Abstract

Analyses are presented of 137Cs, 238Pu, and 239,240Pu, in relation to depth in sediment, in 21 gravity cores. These cores span the ranges of times 1964–1975, and of water depths 12–2000 m; they come from three distinct sedimentation areas off the northeast coast of the United States. Although the ranges of total sediment inventories of 239,240Pu and of 137Cs from the various areas hardly overlap, the range of ratios of the inventories of these two nuclides is probably the same in all the areas. In the shallow-water cores the 239,240Pu/ 137Cs ratio regularly diminishes with depth in the core, and a tendency is seen for curves of this function to have similar slopes in each area; ratios of 238Pu/ 239,240Pu show no change with depth in these shallow-water cores. In the deeper-water cores, the 239,240Pu/ 137Cs ratio shows no systematic change with depth, but sometimes the 238Pu/ 239,240Pu ratio shows a minimum at the sediment surface, and is much higher deeper in the cores.
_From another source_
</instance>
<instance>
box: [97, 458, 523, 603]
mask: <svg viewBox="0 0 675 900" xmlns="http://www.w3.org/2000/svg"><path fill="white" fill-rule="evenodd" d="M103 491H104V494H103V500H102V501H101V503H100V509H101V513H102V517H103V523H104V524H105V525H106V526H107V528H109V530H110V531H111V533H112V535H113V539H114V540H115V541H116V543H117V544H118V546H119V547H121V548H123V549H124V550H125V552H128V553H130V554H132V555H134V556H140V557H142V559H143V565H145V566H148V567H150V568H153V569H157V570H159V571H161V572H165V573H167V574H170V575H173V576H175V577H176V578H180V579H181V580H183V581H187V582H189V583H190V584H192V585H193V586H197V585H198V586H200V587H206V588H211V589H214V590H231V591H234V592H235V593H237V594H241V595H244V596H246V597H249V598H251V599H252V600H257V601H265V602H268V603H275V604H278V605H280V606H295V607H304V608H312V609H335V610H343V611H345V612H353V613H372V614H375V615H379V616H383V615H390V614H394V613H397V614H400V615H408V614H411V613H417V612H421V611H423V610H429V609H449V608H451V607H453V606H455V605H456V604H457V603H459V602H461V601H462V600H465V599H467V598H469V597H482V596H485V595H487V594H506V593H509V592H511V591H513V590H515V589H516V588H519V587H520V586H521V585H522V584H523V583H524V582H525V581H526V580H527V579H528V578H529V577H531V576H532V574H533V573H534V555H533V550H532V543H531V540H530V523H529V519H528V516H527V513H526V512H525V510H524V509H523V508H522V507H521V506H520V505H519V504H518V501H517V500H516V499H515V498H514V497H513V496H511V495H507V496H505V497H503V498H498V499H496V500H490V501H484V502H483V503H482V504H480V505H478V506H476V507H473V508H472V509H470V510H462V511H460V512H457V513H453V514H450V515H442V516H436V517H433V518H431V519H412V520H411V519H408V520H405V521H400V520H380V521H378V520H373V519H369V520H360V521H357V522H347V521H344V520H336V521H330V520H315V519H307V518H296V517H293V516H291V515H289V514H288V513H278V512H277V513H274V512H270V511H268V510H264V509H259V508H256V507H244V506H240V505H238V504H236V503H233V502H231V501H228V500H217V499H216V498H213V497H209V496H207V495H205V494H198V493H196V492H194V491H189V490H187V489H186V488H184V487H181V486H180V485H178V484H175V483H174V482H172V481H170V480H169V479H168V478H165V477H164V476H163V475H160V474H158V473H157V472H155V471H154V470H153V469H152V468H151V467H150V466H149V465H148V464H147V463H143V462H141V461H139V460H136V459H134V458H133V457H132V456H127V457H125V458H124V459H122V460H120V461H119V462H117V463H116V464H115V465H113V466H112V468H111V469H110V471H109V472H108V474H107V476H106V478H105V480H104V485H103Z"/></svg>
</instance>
We believe that these phenomena can be explained in terms of a complicated bioturbational process moving the nuclides, together, down into the sediments, of chemical resolubilization, at depth, of plutonium only, and of its subsequent upward translocation in the interstitial solution. Some re-immobilization of plutonium near the sediment surface is implied, and a mechanism is suggested for this, based on displacement of plutonium from organic complexes by the increasing concentrations, in upper layers of the sediment, of re-oxidized dissolved iron.